Security

last person joined: 5 hours ago 

Enterprise security using ClearPass Policy Management, ClearPass Security Exchange, IntroSpect, VIA, 360 Security Exchange, Extensions and Policy Enforcement Firewall (PEF).
Expand all | Collapse all

Clearpass and Fortigate TACACS auth fail

Jump to Best Answer
This thread has been viewed 6 times
  • 1.  Clearpass and Fortigate TACACS auth fail

    Posted Dec 08, 2017 06:31 AM

    Hi,

     

    I have a problem where TACACS+ authentication is failing from fortigate FW. On Fortigate I have configured TACACS+ server and if it is using is authentication methods ms-chap or chap, Clearpass show following error in Access Tracker: 

    "Tacacs server User 'test01' not present in DCN-xxxxxAD(xxxxad.xxx.local).
    Failed to authenticate user=test01

     

    However, if I use PAP in authentication method, everything works. 

    Funny here is, that user which Im using is NOT "test01". There is nothing named "test01" in Fortigates configuration. So why Clearpass tries authenticate user "test01" when using mschap or chap and when using pap Clearpass shows correct user?

    If Im correct, pap isn't very secure method, so that is why I would want use mschap.

     

    Thank you for your help!



  • 2.  RE: Clearpass and Fortigate TACACS auth fail
    Best Answer

    Posted Dec 08, 2017 02:24 PM

    Chap is not supported in latest version of clearpass for TACACS. I actually tried today with mschap and ClearPass was throwing an 'unknown protocol' error when i tried to authenticate from my Fortigate.
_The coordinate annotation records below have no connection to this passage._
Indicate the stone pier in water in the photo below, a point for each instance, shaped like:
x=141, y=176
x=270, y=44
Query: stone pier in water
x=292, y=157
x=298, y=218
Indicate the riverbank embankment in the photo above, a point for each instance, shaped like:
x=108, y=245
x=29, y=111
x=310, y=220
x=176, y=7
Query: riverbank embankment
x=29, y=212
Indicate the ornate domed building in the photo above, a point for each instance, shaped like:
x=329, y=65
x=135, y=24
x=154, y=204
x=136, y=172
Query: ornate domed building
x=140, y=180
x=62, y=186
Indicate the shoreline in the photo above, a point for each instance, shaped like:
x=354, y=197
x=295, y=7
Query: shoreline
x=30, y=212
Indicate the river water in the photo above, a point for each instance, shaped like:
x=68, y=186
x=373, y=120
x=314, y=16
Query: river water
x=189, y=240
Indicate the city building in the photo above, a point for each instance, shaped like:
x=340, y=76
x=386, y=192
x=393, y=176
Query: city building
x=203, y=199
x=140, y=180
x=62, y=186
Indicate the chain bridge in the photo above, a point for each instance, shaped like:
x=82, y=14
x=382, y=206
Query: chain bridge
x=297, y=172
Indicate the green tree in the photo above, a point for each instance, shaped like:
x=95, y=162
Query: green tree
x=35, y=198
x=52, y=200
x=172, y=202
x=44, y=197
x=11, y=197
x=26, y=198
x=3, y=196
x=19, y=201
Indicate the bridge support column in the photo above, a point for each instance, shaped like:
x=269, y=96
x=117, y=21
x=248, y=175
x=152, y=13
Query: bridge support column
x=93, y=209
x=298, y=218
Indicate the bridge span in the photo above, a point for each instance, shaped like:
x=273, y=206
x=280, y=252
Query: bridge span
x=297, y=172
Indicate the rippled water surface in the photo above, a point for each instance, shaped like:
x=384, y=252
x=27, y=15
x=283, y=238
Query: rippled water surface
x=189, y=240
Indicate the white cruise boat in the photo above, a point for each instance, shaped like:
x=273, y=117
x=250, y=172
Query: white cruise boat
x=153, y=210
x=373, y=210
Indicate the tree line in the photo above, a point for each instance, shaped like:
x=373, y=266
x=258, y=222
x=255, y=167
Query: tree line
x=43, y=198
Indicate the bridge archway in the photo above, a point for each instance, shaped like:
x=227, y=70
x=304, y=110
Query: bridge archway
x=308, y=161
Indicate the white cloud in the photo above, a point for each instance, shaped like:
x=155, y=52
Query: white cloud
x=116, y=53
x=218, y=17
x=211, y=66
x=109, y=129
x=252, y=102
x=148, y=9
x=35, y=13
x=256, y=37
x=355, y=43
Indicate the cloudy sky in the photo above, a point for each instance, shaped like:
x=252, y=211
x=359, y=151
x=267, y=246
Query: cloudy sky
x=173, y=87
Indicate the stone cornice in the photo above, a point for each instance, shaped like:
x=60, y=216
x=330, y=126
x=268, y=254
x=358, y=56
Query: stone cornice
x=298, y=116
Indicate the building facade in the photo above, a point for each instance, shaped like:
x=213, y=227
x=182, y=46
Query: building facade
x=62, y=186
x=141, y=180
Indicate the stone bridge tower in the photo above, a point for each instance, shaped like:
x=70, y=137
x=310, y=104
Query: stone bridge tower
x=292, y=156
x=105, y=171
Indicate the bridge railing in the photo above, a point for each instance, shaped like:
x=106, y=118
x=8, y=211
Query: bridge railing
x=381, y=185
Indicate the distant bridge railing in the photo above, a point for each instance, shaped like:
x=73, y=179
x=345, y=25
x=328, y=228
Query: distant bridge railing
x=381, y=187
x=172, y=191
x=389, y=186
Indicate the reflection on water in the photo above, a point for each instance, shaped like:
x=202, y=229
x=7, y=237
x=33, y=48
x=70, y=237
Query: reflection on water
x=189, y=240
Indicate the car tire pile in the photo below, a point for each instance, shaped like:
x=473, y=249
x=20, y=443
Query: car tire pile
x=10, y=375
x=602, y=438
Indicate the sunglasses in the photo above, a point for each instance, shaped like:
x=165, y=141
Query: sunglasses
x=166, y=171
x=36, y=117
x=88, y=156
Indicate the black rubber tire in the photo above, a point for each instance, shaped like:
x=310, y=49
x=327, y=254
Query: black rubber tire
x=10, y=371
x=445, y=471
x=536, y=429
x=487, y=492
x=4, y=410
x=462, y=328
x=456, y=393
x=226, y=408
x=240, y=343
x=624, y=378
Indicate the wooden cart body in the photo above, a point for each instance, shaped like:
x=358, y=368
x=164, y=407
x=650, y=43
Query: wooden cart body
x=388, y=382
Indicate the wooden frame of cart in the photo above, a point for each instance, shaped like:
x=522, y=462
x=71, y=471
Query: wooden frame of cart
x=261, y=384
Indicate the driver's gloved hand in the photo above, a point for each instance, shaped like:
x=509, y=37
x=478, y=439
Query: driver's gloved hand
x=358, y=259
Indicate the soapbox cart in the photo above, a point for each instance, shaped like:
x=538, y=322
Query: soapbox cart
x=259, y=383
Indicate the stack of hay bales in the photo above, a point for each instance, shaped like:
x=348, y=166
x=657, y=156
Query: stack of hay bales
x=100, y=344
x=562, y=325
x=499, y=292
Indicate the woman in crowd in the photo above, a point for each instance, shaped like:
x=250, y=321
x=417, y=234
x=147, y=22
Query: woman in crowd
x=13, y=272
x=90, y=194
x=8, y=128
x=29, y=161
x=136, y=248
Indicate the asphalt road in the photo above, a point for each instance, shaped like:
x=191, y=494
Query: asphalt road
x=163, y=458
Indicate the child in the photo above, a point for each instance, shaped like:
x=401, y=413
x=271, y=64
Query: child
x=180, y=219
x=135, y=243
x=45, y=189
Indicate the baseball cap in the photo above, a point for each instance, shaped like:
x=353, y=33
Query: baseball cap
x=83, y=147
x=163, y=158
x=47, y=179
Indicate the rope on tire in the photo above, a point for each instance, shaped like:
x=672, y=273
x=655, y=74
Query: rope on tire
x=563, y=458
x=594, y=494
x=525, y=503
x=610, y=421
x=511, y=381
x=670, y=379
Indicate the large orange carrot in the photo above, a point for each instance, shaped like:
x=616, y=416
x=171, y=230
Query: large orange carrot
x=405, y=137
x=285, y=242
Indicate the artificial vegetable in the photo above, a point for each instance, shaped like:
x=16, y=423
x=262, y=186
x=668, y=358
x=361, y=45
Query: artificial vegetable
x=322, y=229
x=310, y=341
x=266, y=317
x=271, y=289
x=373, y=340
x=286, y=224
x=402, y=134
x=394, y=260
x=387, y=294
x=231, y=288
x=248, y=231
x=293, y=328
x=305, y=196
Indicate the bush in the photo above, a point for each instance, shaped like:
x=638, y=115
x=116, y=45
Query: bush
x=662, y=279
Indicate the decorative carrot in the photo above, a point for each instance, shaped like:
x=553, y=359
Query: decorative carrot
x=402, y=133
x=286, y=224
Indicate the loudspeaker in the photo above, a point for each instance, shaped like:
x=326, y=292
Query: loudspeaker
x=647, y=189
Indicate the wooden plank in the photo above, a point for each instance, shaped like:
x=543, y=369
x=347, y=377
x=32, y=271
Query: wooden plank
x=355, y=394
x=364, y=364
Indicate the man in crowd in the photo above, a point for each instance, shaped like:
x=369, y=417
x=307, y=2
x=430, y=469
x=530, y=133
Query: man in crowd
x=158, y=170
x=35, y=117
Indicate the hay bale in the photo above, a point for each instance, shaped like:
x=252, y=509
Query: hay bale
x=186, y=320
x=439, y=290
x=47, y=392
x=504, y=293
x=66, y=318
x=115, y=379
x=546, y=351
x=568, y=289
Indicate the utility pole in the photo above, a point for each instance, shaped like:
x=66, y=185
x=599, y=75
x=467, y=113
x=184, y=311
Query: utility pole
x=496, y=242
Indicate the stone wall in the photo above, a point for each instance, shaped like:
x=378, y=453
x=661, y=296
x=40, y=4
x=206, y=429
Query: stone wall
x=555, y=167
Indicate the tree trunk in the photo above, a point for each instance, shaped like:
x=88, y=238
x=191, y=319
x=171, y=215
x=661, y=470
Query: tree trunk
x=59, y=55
I eventually got it working by setting it to PAP. 

     

    While PAP does have security issues if transmitted in the open, TACACS encrypts the entire transaction, so i wouldnt be concerned with using PAP over TACACS+ if its only going over your internal network. Just make sure to set a strong TACACS Key. 



  • 3.  RE: Clearpass and Fortigate TACACS auth fail

    Posted Dec 11, 2017 02:34 AM

    Hi,

     

    thank you for your response, this is good to know.